WC insurance provides medical expenses, lost wages, and rehabilitation costs for employees who become ill while on the job or are injured. It also provides death benefits to the families of employees killed in workplace accidents. Required by law in most states, businesses with employees must purchase this insurance. This insurance benefits both employees and employers by ensuring financial protection while minimizing legal complications.


Errors and Omissions (E&O) Insurance / Professional Liability Insurance

E&O Insurance is another name for professional liability insurance, and it protects business from lawsuits if a client were to claim that they suffer financial losses due to mistakes in the business’ professional services. This coverage can help pay for legal fees, settlements, and other costs in case a lawsuit arises. It is especially useful for consultants, medical providers, lawyers, and other service professionals who give advice or offer specialized services. While it may not always be required, having this insurance is important for protection against unexpected legal claims.

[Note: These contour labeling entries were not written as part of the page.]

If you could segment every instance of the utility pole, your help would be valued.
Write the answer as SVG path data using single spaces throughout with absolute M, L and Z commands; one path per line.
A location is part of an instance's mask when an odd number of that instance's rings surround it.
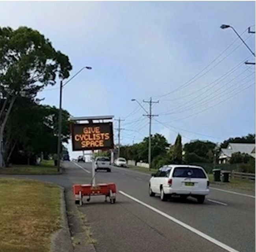
M 143 116 L 147 116 L 149 118 L 149 132 L 148 136 L 148 170 L 150 171 L 151 167 L 151 123 L 152 118 L 154 116 L 158 116 L 158 115 L 152 114 L 152 103 L 158 103 L 159 101 L 153 101 L 152 97 L 150 97 L 149 101 L 143 100 L 143 102 L 149 103 L 149 113 L 143 115 Z
M 62 81 L 60 81 L 59 88 L 59 131 L 58 131 L 58 160 L 57 167 L 58 171 L 60 170 L 60 153 L 61 144 L 61 123 L 62 122 L 61 102 L 62 101 Z
M 248 28 L 248 33 L 255 34 L 255 32 L 251 31 L 250 27 L 249 26 Z M 245 63 L 246 65 L 255 65 L 255 62 L 249 62 L 248 61 L 246 61 Z
M 115 121 L 118 121 L 118 128 L 116 129 L 118 131 L 118 157 L 119 158 L 120 156 L 120 132 L 122 130 L 124 129 L 121 129 L 121 121 L 123 121 L 124 120 L 121 120 L 119 117 L 118 120 L 115 119 Z

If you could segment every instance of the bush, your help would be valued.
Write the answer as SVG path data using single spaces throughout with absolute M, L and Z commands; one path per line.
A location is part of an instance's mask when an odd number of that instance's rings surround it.
M 248 163 L 251 158 L 254 158 L 246 153 L 241 153 L 241 152 L 236 152 L 232 154 L 230 160 L 230 164 Z M 254 159 L 255 160 L 255 159 Z
M 199 163 L 210 163 L 209 159 L 199 156 L 193 152 L 186 153 L 184 156 L 185 160 L 187 163 L 193 163 L 198 162 Z

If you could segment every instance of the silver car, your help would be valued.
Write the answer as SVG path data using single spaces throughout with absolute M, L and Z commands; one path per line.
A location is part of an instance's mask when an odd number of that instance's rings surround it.
M 106 170 L 108 172 L 111 171 L 110 159 L 106 156 L 98 156 L 95 160 L 95 171 Z

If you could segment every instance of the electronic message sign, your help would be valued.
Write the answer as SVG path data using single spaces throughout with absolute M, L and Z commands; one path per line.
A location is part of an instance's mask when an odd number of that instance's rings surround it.
M 109 149 L 113 147 L 111 122 L 71 125 L 73 151 Z

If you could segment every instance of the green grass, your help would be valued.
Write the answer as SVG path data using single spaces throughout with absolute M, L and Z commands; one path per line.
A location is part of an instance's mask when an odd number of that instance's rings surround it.
M 54 162 L 53 160 L 45 160 L 43 159 L 39 165 L 41 166 L 54 167 Z
M 38 166 L 14 165 L 11 167 L 0 168 L 2 174 L 47 175 L 59 174 L 52 160 L 43 160 Z
M 210 181 L 210 184 L 215 184 L 234 189 L 252 191 L 255 189 L 255 182 L 254 181 L 247 179 L 231 178 L 230 179 L 230 182 L 228 183 L 216 182 L 213 181 L 213 176 L 212 174 L 208 174 L 208 176 Z
M 145 172 L 146 173 L 155 173 L 158 170 L 157 169 L 151 168 L 150 171 L 148 170 L 147 168 L 145 167 L 139 167 L 139 166 L 129 166 L 129 169 L 132 169 L 135 171 L 141 171 Z
M 48 183 L 0 179 L 0 251 L 49 252 L 61 227 L 60 191 Z

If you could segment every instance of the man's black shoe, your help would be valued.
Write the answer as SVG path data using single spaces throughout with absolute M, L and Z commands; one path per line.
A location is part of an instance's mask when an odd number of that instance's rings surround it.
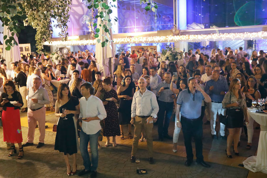
M 91 174 L 91 177 L 92 178 L 94 178 L 96 177 L 97 173 L 96 171 L 92 171 L 92 174 Z
M 187 160 L 185 161 L 185 165 L 186 166 L 190 166 L 193 162 L 193 161 L 190 161 Z
M 25 143 L 22 145 L 22 146 L 23 147 L 28 147 L 28 146 L 32 146 L 33 145 L 33 143 L 26 142 Z
M 210 167 L 210 165 L 209 165 L 209 164 L 207 164 L 204 162 L 204 161 L 202 161 L 201 162 L 196 162 L 197 163 L 199 164 L 203 167 L 206 167 L 206 168 L 209 168 Z
M 79 172 L 78 174 L 78 175 L 79 176 L 81 176 L 83 175 L 89 174 L 90 173 L 90 172 L 91 172 L 91 171 L 90 170 L 85 171 L 85 169 L 83 170 L 82 170 L 80 172 Z
M 164 136 L 164 138 L 166 138 L 168 139 L 171 139 L 172 137 L 169 135 L 166 135 Z
M 207 121 L 204 123 L 204 124 L 205 125 L 209 125 L 210 124 L 210 122 L 208 120 L 207 120 Z
M 213 139 L 216 139 L 216 135 L 212 135 L 212 138 Z
M 220 136 L 220 138 L 221 138 L 221 139 L 223 139 L 224 140 L 227 140 L 227 137 L 225 136 Z
M 134 156 L 131 156 L 131 163 L 133 163 L 135 162 L 135 157 Z
M 37 146 L 36 146 L 36 147 L 37 148 L 41 148 L 44 145 L 44 144 L 43 143 L 41 143 L 39 142 L 38 143 L 38 144 L 37 145 Z
M 153 157 L 150 157 L 149 158 L 148 160 L 149 161 L 149 163 L 150 164 L 153 164 L 155 163 L 154 162 L 154 160 L 153 159 Z

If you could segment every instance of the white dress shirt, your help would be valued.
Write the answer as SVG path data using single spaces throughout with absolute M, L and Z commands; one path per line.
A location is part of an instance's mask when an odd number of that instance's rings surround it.
M 81 66 L 79 64 L 76 65 L 76 70 L 78 70 L 79 71 L 79 77 L 81 77 L 81 73 L 82 73 L 82 69 L 81 68 Z M 66 75 L 66 77 L 69 77 L 70 75 L 72 75 L 72 72 L 70 73 L 70 64 L 68 66 L 68 69 L 67 70 L 67 74 Z M 73 71 L 72 72 L 73 72 Z
M 11 77 L 11 71 L 7 69 L 5 71 L 6 72 L 6 74 L 7 74 L 7 78 L 8 79 L 10 79 L 10 77 Z
M 82 121 L 82 131 L 86 134 L 95 134 L 101 129 L 100 120 L 107 117 L 107 112 L 102 101 L 93 95 L 87 99 L 84 96 L 80 100 L 80 106 L 79 117 L 98 117 L 99 118 L 99 120 L 94 120 L 89 122 Z
M 55 71 L 54 73 L 55 77 L 57 77 L 58 76 L 59 76 L 61 75 L 61 71 L 57 69 Z
M 131 117 L 152 116 L 155 118 L 159 109 L 156 95 L 152 92 L 146 89 L 143 95 L 140 90 L 134 93 L 132 102 Z
M 27 90 L 28 90 L 29 88 L 31 88 L 33 86 L 33 82 L 32 80 L 38 77 L 40 78 L 40 77 L 35 74 L 32 74 L 30 76 L 28 76 L 27 78 L 27 81 L 26 82 L 26 85 L 27 87 Z M 42 85 L 42 81 L 41 81 L 41 86 Z
M 158 84 L 161 82 L 161 78 L 157 74 L 156 74 L 154 76 L 151 75 L 150 77 L 149 85 L 152 89 L 152 92 L 155 95 L 157 93 L 157 88 L 158 88 Z

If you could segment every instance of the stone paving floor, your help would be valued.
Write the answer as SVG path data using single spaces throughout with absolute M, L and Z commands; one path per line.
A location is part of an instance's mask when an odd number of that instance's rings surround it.
M 22 128 L 23 143 L 26 141 L 28 128 Z M 45 145 L 36 148 L 39 136 L 36 130 L 33 146 L 24 148 L 24 156 L 17 159 L 18 154 L 9 157 L 9 152 L 6 150 L 3 142 L 2 129 L 0 129 L 0 177 L 27 178 L 31 177 L 66 177 L 66 168 L 63 154 L 54 150 L 56 133 L 46 132 Z M 104 147 L 104 143 L 100 142 L 103 147 L 99 150 L 98 177 L 247 177 L 248 170 L 214 163 L 209 163 L 211 168 L 204 168 L 195 162 L 191 166 L 184 165 L 186 158 L 170 155 L 155 153 L 155 163 L 149 164 L 146 150 L 139 149 L 136 156 L 140 157 L 139 167 L 146 169 L 147 173 L 136 174 L 137 165 L 130 162 L 131 148 L 118 145 L 116 148 L 111 145 Z M 17 145 L 16 145 L 17 150 Z M 71 163 L 71 158 L 70 158 Z M 78 170 L 84 168 L 80 153 L 77 154 Z M 77 175 L 72 177 L 78 177 Z M 84 175 L 82 177 L 88 177 Z

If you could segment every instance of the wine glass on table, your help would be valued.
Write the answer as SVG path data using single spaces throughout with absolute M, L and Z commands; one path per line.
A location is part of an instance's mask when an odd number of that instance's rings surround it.
M 255 107 L 257 105 L 257 101 L 256 100 L 252 100 L 252 106 L 254 107 L 253 111 L 255 111 Z
M 136 158 L 135 159 L 135 163 L 137 164 L 137 169 L 139 169 L 139 168 L 138 165 L 139 165 L 139 163 L 140 162 L 140 159 L 139 158 Z
M 258 104 L 260 105 L 260 107 L 262 105 L 262 99 L 261 98 L 259 98 L 258 99 Z
M 66 110 L 67 110 L 67 108 L 63 108 L 62 109 L 62 112 L 63 113 L 64 113 L 64 112 L 65 112 L 65 111 Z M 64 118 L 63 118 L 63 120 L 66 120 L 67 119 L 68 119 L 68 118 L 67 118 L 66 117 L 66 116 L 65 116 L 65 117 L 64 117 Z

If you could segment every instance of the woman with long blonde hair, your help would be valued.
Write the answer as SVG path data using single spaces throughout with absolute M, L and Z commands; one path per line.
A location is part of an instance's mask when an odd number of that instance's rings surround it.
M 221 59 L 222 60 L 225 60 L 225 56 L 223 55 L 223 51 L 221 50 L 219 52 L 219 55 L 221 57 Z
M 23 70 L 22 70 L 22 71 L 26 74 L 27 77 L 28 76 L 28 75 L 29 74 L 29 68 L 30 65 L 28 64 L 25 64 L 24 65 L 24 66 L 23 67 Z
M 74 96 L 76 96 L 78 98 L 82 97 L 81 94 L 81 85 L 82 85 L 82 79 L 78 77 L 75 79 L 71 84 L 69 90 L 71 93 Z
M 237 145 L 239 138 L 240 128 L 243 127 L 244 116 L 246 121 L 249 123 L 247 112 L 247 104 L 245 95 L 241 91 L 241 82 L 238 79 L 232 80 L 230 83 L 229 91 L 225 94 L 222 104 L 224 109 L 227 109 L 227 121 L 226 128 L 229 131 L 227 137 L 226 155 L 232 158 L 230 149 L 233 140 L 234 152 L 239 155 Z
M 258 58 L 258 55 L 257 55 L 257 52 L 256 51 L 253 51 L 252 52 L 252 54 L 251 54 L 251 56 L 249 58 L 249 61 L 251 61 L 253 59 L 253 58 Z
M 121 64 L 119 64 L 118 65 L 117 70 L 114 72 L 113 74 L 117 76 L 117 86 L 121 85 L 121 81 L 124 77 L 124 74 Z
M 215 59 L 216 57 L 216 50 L 213 48 L 212 50 L 211 53 L 210 54 L 211 60 Z
M 7 74 L 6 74 L 6 72 L 3 69 L 0 69 L 0 77 L 3 79 L 3 83 L 4 83 L 7 80 Z

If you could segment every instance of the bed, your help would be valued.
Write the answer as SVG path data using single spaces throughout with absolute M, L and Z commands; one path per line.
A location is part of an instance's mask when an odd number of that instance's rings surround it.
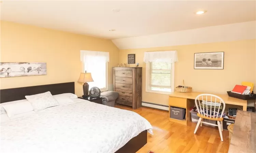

Directors and Officers (D&O) Insurance

D&O insurance protects company leaders and their personal assets if they are sued for decisions made while managing the business. It covers legal fees, settlements, and other costs related to claims like breach of fiduciary duty, fraud, or failure to follow workplace laws. D&O insurance is valuable for businesses of all sizes, including nonprofits and startups seeking insurance. In fact, many directors and officers require this coverage before joining their company to protect their personal finances.


Employment Practices Liability Insurance (EPLI)

EPLI protects businesses from employee lawsuits related to discrimination, wrongful termination, and other workplace related issues. The most vulnerable are small businesses since they often lack formal HR policies. EPLI covers legal fees and other costs, and can be added to a BOP or purchased as a standalone plan. Since most policies are claims-made, the coverage only applies if the policy is active when the claim is filled out. To reduce risks in their business, businesses should implement clear policies and properly understand employment laws like the Civil Rights Act and Americans with Disabilities Act.


Captive Insurance

Captive insurance allows businesses to create their own insurance company putting their own capital at risk to insure their unique risks. Unlike mutual insurance companies, captive insurers are wholly owned and controlled by their insureds, who actively manage underwriting and claims. Captive insurance is mostly used by large corporations or industry groups to lower costs and customize policies for their special needs. However, setting up a captive insurer requires a lot of regulatory compliance and financial resources, so is typically not recommended for smaller companies.